Un sérieux accroissement des risques pour la santé des salariés. C'est le bilan que l'on peut tirer de l'accentuation des exigences de productivité et des innovations technologiques qui ont accompagné le développement rapide des plates-formes logistiques. L'aspect le plus manifeste de cette dégradation des conditions de travail concerne les atteintes de l'appareil locomoteur, en lien avec l'activité de manutention. Dans les plates-formes, le travail des préparateurs de commandes combine des tâches de "dépalettisation" - prélever des produits en stock - et de "repalettisation" - construire une palette qui correspond à la commande du client. La hauteur de prise et de dépose des colis varie du niveau de la palette, posée au sol, jusqu'à 1,80 m.

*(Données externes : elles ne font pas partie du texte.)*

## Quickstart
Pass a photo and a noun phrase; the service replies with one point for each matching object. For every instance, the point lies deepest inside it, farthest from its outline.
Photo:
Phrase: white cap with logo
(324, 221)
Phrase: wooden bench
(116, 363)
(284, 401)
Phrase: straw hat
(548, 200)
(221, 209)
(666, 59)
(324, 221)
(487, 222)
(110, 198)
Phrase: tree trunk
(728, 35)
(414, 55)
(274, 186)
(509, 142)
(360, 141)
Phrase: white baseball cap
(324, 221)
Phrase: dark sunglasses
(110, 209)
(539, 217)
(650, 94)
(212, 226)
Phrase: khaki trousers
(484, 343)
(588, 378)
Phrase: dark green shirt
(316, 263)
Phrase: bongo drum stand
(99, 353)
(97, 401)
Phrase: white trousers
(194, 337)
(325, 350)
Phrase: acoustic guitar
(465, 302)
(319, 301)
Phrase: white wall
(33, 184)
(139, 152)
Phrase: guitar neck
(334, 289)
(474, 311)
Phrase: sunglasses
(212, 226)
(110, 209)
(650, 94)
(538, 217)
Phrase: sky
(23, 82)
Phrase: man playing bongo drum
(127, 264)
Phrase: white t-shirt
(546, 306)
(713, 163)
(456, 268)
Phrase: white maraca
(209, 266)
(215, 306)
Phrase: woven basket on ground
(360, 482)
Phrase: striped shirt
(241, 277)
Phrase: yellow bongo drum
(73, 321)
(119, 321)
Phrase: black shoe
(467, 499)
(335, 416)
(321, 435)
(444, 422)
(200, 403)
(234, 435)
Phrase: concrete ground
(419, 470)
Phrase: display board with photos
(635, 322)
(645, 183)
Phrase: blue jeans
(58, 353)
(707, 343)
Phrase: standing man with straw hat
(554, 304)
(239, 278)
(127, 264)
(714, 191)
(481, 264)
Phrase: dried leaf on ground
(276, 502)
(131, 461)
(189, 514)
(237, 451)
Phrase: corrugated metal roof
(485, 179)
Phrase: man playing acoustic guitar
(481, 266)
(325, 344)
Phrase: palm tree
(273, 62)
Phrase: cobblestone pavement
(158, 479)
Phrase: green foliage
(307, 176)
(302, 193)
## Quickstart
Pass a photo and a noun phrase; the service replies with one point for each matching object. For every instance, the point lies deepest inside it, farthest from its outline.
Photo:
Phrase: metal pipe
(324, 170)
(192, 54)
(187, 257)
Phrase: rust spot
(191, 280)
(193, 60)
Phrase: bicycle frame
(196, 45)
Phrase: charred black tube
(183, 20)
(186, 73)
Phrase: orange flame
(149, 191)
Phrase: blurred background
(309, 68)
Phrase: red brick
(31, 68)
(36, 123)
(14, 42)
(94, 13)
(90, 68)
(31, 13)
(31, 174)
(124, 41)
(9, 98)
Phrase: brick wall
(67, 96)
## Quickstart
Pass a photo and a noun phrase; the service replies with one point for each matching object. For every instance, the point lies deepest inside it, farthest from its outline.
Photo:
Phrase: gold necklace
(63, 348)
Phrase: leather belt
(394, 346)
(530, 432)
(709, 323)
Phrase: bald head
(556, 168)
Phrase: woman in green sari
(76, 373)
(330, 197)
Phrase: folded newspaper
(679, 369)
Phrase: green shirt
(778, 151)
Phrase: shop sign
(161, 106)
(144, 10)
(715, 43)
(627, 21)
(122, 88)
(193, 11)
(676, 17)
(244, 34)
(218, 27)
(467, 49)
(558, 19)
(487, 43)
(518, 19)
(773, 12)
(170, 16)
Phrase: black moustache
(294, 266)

L'intensité de ce travail a augmenté avec l'introduction de systèmes de guidage par reconnaissance vocale, ou voice picking en anglais : un ordinateur dicte au préparateur les actions qu'il doit effectuer. Ces systèmes visent à "libérer" les mains du préparateur, en le déchargeant de tâches de gestion qu'il assurait antérieurement. Résultat : la part de manutention dans l'activité et le nombre de colis manipulés par heure ont augmenté. L'usage de primes individuelles de productivité contribue aussi à cette accélération. Les préparateurs manipulent communément 200 colis par heure et certains montent à 300, voire plus.
"Ça casse de ramasser en bas"
Une telle gymnastique exerce des contraintes majeures sur les régions lombaires et sur les membres supérieurs. Lorsque le corps est penché vers l'avant, la partie antérieure de la colonne - les corps vertébraux et disques intervertébraux - subit des pressions très importantes, qui dépendent du poids de l'objet. Par ailleurs, y compris pour des objets légers, les forces exercées sur les disques lombaires sont considérables si l'objet est ramassé loin en avant. "Ça casse de ramasser en bas, surtout quand c'est au fond", comme l'expriment les préparateurs.
Le fait de devoir prendre ou déposer en hauteur impose, au contraire, une accentuation de la courbure lombaire et une augmentation de la pression sur la partie postérieure de la colonne - les petites articulations interapophysaires postérieures. Enfin, les mouvements de rotation du tronc pour assurer les transferts ont un effet négatif sur les structures antérieures et postérieures. Ils exercent sur le disque intervertébral des forces de cisaillement et traumatisent les apophyses postérieures qui tendent à limiter les mouvements de rotation. L'usure de ces régions du corps se traduit par toute une gamme de phénomènes douloureux, dont la plus grande partie échappe à la prise en charge en maladie professionnelle.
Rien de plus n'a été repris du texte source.